Yapana

 El estruendo terminó con mi largo sueño. La fuerte sacudida cerró el letargo de dos millones de años (quizá tres). Reaccionaba y recuperaba el sentido con dificultad; no podía entender bien lo que ocurría, solo una lluvia tupida, rayos y truenos, grietas en la tierra, y, de pronto, avanzamos.

Empecé a rodar, cuesta abajo. A pesar de mi tamaño, me sentía poderoso, imponente. La gente se horrorizaba a nuestro paso, gritando: «¡yapana! ¡yapanaaaaaa!». Arrasábamos con todo, éramos imparables. Hoy rodaba, y pensaba, literalmente, en las vueltas que da la vida: hace unas horas (o siglos, quién sabe) un animal meaba encima mío, y hoy era parte de una de las fuerzas más poderosas de la naturaleza.

Continuamos la marcha, hasta llegar a una esquina del cañón por el que descendíamos. Allí se abrió la masa. Tuvimos un momento de descanso en el lecho del río. Cuando el fango se asentó (sobre mí y sobre muchos de mis hermanos), pude ver, por encima del agua, algunos hocicos sorbiéndola con desesperación, y seres humanos recogiéndola con extrema urgencia.

De pronto, empezó otra vez: un fuerte remesón, un estruendo insoportable, y retomamos la marcha. Cientos de kilómetros cuesta abajo. Llevábamos todo con nosotros. Árboles, animales, casas. Inclusive pude ver, arrollados a mi lado, algunos seres, aquellos llamados humanos. Rodando, rodando, hasta llegar a otro codo, esta vez en un valle, un tanto más amable.

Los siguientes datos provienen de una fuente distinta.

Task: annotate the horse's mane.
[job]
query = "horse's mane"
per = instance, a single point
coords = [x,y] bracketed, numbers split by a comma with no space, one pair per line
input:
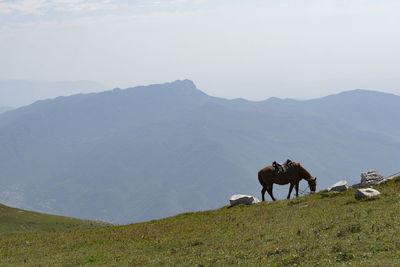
[303,172]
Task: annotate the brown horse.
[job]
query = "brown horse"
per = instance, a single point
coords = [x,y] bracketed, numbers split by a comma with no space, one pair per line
[268,177]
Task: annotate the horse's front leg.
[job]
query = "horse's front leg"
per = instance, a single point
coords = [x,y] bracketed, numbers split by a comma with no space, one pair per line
[290,190]
[297,189]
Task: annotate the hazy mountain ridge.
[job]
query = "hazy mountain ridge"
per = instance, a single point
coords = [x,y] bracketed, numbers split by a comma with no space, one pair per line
[154,151]
[17,93]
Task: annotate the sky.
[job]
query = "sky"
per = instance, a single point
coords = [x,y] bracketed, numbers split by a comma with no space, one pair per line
[230,48]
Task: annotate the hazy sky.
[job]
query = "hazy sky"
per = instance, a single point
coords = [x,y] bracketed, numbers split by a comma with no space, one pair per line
[231,48]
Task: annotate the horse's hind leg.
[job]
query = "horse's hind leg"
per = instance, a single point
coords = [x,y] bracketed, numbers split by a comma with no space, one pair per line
[263,193]
[269,190]
[290,190]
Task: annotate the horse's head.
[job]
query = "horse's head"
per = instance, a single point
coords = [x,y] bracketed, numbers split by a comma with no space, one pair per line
[313,184]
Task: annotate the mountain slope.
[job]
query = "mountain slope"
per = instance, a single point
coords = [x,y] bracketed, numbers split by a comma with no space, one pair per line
[17,93]
[324,229]
[154,151]
[17,221]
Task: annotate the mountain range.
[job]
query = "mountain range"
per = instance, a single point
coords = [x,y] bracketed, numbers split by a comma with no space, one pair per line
[17,93]
[154,151]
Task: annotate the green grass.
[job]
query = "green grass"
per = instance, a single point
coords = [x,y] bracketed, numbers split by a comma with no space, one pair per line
[14,221]
[334,229]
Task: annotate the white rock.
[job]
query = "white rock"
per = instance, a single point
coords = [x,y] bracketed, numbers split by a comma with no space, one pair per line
[243,199]
[339,186]
[366,192]
[371,178]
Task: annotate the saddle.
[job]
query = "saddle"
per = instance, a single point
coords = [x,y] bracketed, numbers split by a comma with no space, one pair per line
[282,168]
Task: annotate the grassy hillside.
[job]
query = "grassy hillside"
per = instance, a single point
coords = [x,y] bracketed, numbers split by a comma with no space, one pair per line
[321,229]
[14,220]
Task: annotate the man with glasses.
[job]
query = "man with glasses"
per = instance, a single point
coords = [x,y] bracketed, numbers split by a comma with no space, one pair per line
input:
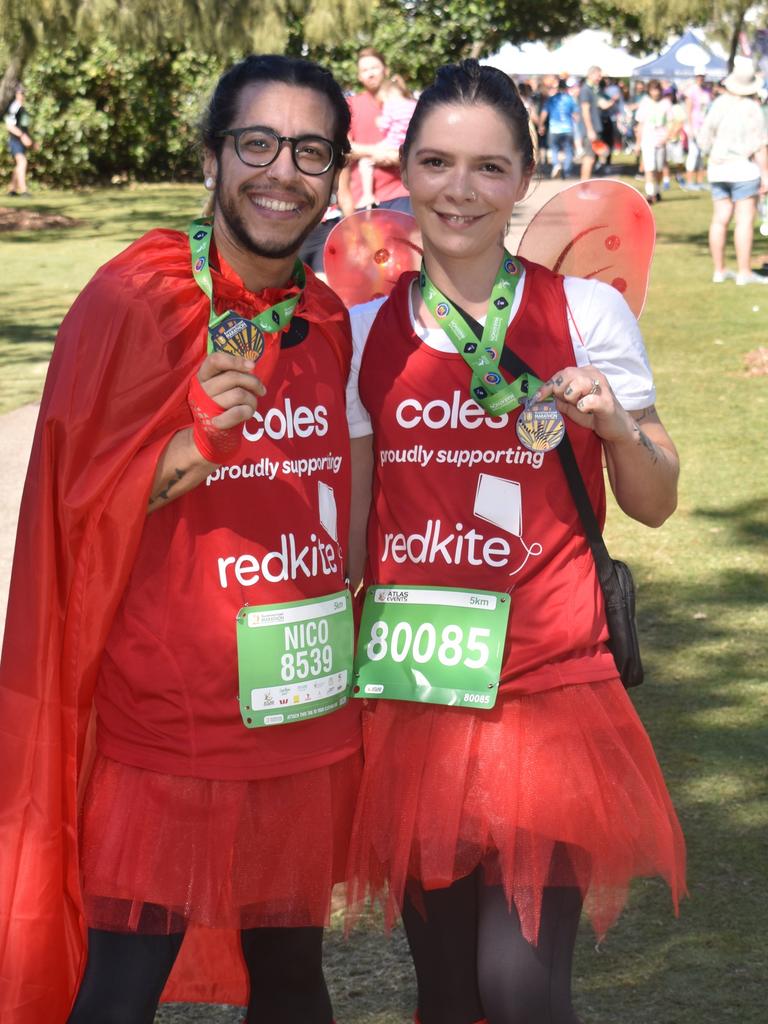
[179,597]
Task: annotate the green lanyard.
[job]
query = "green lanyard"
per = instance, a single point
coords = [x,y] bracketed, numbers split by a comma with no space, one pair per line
[487,387]
[229,331]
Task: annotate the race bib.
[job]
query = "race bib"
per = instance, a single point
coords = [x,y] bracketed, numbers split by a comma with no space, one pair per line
[294,659]
[431,644]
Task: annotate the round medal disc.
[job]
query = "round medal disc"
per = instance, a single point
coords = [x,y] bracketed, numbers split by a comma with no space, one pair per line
[540,426]
[239,336]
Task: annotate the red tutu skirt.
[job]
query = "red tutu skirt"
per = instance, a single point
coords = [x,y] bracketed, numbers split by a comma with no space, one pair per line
[561,787]
[160,852]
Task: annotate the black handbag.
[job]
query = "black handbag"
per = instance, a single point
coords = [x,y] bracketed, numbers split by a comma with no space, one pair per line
[615,578]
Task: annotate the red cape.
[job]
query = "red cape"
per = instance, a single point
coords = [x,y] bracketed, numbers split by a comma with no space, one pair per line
[115,394]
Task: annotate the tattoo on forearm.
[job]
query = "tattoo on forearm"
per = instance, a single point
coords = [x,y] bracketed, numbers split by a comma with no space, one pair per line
[647,444]
[164,495]
[644,414]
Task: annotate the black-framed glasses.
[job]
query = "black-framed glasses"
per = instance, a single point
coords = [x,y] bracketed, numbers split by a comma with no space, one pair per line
[259,146]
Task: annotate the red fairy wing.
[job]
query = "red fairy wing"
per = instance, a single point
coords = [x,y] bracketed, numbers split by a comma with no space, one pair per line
[366,253]
[598,228]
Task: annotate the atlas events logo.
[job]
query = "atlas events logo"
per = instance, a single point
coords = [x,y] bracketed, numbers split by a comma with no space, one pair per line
[455,415]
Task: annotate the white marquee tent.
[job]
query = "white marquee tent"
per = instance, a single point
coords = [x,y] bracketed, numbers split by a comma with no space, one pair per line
[574,56]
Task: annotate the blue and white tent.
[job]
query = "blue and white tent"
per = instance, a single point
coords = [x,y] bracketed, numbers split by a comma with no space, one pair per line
[688,56]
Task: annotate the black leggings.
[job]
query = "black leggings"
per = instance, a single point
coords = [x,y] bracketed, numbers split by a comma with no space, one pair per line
[472,963]
[126,973]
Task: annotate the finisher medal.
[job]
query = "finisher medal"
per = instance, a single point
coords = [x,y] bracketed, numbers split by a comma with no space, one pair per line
[238,336]
[540,426]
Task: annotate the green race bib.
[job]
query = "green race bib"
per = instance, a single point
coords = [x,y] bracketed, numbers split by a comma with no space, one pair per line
[431,644]
[294,659]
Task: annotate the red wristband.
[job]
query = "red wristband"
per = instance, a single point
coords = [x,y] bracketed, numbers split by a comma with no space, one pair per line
[220,446]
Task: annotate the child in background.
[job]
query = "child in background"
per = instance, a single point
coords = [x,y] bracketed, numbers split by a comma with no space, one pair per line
[652,121]
[395,114]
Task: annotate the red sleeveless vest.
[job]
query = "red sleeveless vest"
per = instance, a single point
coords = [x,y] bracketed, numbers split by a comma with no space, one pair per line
[459,502]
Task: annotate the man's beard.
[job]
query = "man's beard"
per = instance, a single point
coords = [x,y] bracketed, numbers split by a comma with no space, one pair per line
[236,225]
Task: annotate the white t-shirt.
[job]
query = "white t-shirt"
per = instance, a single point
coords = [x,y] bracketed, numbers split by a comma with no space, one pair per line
[603,332]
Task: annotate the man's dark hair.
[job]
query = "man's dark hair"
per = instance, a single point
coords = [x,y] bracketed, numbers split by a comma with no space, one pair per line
[471,83]
[268,69]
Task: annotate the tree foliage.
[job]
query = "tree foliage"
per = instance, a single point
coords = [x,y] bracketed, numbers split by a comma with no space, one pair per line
[103,112]
[216,27]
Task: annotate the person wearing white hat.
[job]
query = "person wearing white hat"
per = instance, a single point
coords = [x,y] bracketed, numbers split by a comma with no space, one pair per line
[735,136]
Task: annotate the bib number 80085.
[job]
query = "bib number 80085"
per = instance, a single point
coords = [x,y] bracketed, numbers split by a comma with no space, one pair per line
[421,645]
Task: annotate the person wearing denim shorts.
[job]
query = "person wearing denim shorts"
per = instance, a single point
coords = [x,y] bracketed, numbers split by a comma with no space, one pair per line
[735,137]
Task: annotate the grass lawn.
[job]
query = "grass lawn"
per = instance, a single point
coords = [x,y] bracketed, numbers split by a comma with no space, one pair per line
[702,610]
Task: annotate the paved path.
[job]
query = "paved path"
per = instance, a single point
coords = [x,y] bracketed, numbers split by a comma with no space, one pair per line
[17,427]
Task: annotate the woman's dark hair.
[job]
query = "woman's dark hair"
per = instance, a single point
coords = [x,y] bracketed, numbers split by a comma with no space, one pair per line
[469,83]
[268,69]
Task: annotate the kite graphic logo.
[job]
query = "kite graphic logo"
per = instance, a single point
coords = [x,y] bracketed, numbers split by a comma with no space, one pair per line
[499,502]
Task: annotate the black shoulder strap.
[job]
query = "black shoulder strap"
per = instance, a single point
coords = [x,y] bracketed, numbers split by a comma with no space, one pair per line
[515,366]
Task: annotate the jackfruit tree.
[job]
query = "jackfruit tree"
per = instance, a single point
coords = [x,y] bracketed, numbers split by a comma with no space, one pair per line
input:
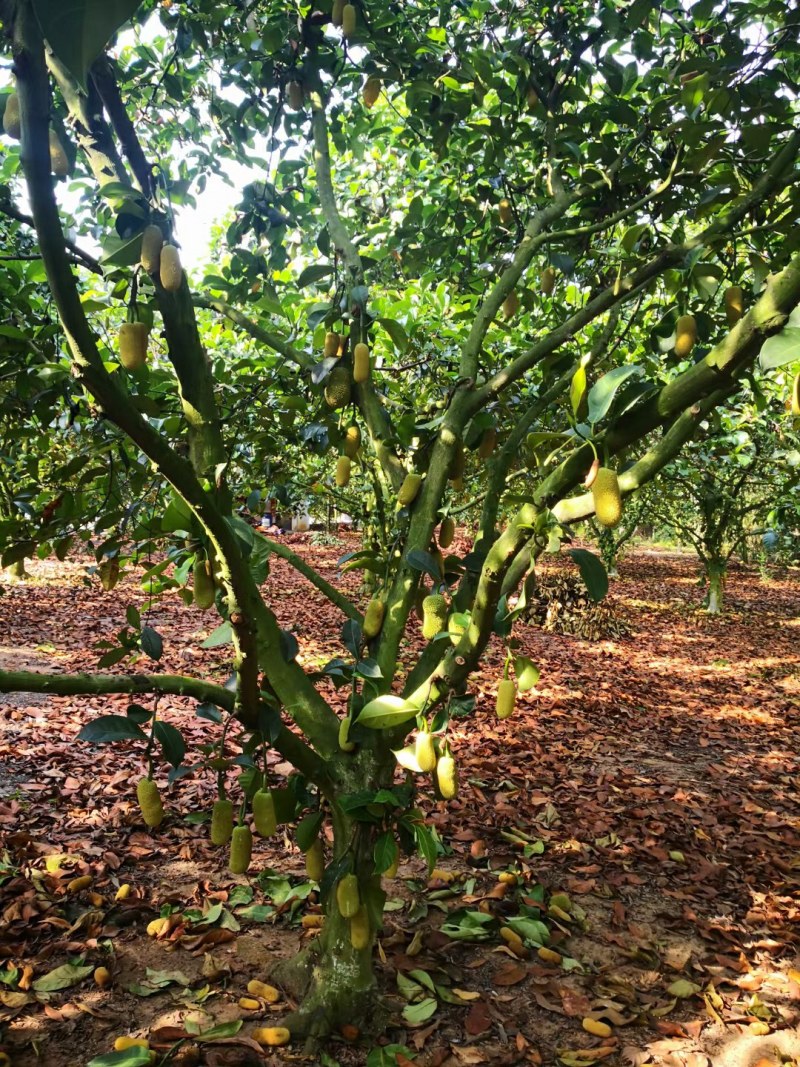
[529,215]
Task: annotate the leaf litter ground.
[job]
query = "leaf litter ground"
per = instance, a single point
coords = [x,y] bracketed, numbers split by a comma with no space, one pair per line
[650,782]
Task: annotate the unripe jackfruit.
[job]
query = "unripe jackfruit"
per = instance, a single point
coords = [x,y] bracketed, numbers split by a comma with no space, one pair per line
[686,334]
[153,241]
[349,20]
[149,802]
[241,849]
[352,441]
[425,750]
[607,498]
[506,698]
[222,822]
[409,490]
[360,930]
[361,363]
[338,388]
[348,897]
[447,531]
[373,618]
[203,586]
[264,813]
[734,304]
[11,116]
[342,472]
[434,616]
[171,272]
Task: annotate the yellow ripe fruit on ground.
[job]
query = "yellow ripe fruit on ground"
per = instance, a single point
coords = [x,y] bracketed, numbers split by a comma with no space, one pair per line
[409,489]
[447,531]
[264,813]
[171,271]
[373,618]
[547,281]
[241,849]
[222,822]
[371,91]
[273,1036]
[149,802]
[348,897]
[360,929]
[734,304]
[686,334]
[607,498]
[434,616]
[331,346]
[352,441]
[338,387]
[264,991]
[361,363]
[203,586]
[59,160]
[341,477]
[489,442]
[133,338]
[511,305]
[506,698]
[425,750]
[11,116]
[349,20]
[447,777]
[315,861]
[153,241]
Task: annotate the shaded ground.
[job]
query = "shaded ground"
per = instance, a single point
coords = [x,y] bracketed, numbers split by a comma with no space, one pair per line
[658,773]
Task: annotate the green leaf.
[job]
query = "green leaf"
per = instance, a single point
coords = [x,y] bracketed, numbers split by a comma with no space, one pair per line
[78,30]
[604,391]
[593,573]
[110,728]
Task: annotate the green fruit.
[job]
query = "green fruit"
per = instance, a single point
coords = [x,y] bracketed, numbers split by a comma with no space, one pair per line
[342,472]
[222,822]
[348,896]
[352,441]
[447,777]
[607,498]
[361,363]
[171,272]
[133,345]
[153,241]
[409,490]
[11,116]
[315,861]
[203,585]
[149,802]
[241,849]
[686,334]
[434,616]
[506,698]
[373,618]
[447,531]
[338,387]
[264,813]
[425,750]
[360,933]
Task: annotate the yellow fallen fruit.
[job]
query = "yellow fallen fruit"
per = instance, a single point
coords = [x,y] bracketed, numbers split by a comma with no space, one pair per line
[596,1028]
[265,991]
[273,1036]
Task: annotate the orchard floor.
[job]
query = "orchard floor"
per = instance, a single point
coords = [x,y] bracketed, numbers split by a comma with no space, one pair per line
[660,774]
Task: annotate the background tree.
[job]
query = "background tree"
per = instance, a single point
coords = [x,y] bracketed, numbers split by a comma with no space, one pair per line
[554,222]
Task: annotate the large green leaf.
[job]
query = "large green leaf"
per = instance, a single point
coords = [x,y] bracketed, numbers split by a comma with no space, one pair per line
[78,30]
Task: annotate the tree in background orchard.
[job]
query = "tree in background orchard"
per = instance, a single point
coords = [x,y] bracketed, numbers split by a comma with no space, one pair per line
[468,226]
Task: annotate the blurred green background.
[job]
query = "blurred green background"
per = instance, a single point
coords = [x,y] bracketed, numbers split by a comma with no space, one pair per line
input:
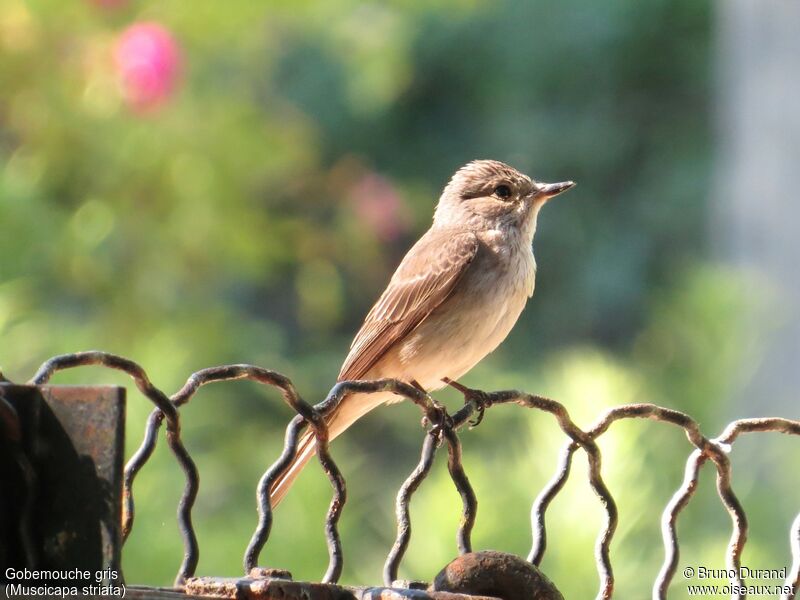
[234,182]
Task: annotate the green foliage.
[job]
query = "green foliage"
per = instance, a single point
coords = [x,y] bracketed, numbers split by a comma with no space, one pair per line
[226,226]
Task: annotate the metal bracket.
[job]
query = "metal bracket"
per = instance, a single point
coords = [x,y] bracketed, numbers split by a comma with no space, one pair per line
[67,515]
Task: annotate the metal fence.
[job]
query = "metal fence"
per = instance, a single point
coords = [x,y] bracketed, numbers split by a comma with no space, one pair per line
[443,430]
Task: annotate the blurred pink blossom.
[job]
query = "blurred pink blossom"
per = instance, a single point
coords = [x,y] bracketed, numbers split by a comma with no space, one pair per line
[379,205]
[148,61]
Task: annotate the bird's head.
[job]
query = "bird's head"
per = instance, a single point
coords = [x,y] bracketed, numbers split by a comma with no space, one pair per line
[491,194]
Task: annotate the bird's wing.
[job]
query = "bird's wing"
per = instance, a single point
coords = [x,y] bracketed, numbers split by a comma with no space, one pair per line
[425,279]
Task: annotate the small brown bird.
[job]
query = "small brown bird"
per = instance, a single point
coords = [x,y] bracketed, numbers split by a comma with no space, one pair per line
[453,299]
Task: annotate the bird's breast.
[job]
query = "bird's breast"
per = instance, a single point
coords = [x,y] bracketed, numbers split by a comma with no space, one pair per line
[474,320]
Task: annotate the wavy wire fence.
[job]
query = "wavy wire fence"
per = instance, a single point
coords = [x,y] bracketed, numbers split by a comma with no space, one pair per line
[444,429]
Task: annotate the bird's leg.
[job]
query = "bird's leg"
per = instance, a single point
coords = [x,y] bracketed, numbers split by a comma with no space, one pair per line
[482,400]
[443,419]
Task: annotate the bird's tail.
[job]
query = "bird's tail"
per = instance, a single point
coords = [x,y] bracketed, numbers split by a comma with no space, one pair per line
[350,410]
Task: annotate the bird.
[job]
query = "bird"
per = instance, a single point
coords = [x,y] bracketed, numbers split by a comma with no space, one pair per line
[453,299]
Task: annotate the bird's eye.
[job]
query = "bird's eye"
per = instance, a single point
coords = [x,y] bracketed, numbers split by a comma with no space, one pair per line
[503,192]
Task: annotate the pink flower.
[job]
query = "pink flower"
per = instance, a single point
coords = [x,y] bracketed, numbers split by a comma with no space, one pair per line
[379,206]
[149,62]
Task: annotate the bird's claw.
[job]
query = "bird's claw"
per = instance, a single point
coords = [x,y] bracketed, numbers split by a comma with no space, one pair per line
[480,399]
[438,419]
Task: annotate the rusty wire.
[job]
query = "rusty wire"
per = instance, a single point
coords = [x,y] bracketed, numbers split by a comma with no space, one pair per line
[443,429]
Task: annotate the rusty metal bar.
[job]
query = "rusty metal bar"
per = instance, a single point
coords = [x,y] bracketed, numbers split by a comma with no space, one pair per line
[444,428]
[157,397]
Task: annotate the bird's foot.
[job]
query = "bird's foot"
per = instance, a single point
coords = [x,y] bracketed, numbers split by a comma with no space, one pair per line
[437,419]
[480,399]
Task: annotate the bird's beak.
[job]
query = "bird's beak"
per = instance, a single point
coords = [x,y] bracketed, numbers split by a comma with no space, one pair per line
[549,190]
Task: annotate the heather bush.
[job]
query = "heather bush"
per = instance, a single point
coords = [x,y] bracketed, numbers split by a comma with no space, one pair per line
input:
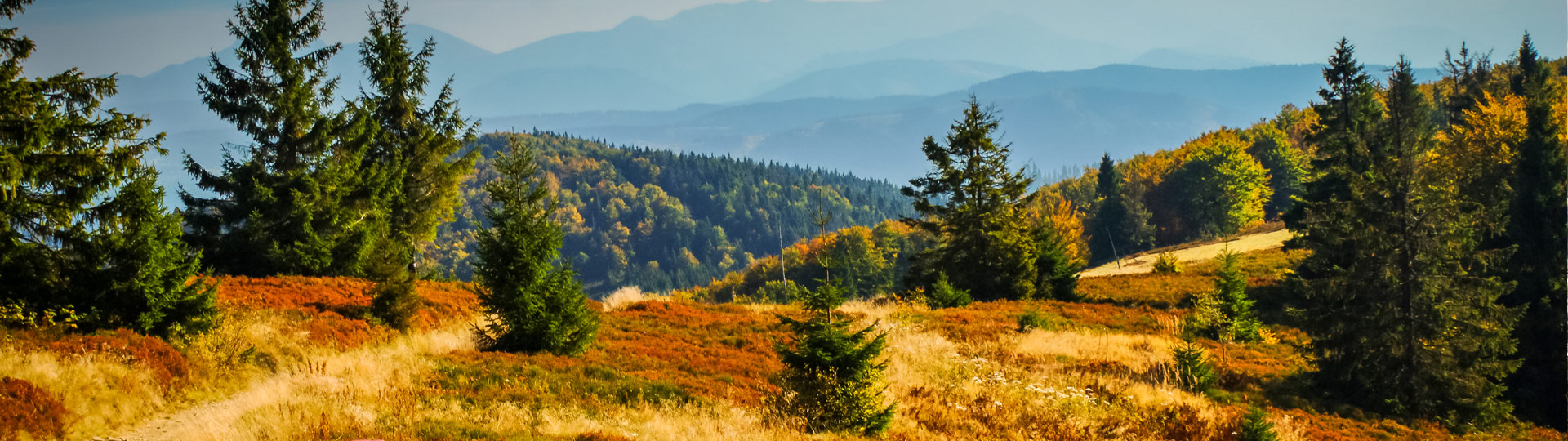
[1194,371]
[29,410]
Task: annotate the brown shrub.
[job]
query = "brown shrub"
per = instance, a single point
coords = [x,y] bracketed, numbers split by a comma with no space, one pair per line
[168,366]
[599,437]
[27,408]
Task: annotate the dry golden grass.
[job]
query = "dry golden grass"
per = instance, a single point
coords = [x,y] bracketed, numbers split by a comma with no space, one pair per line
[1137,352]
[627,296]
[683,371]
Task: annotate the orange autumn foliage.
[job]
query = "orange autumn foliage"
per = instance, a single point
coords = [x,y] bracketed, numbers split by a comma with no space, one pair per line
[27,408]
[167,364]
[334,308]
[707,350]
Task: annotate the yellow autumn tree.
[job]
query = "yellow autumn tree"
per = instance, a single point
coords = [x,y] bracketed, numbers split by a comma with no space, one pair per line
[1476,154]
[1058,245]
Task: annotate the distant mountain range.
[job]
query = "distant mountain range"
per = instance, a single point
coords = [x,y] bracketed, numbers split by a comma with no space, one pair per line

Entramos, otra vez, en la quietud y en la inamovilidad.

No sé cuántas horas (o siglos, quién sabe) habrían pasado cuando desperté. Unas manos hoscas y callosas me hicieron reaccionar. Me removieron rápida y bruscamente. Pescaban los bichos que habían creado su morada entre mis hermanos, las algas, la arenisca y yo. Eran camarones. Los seres que los extraían con avidez, se veían contentos. Llevaban sacos repletos de estas larvas.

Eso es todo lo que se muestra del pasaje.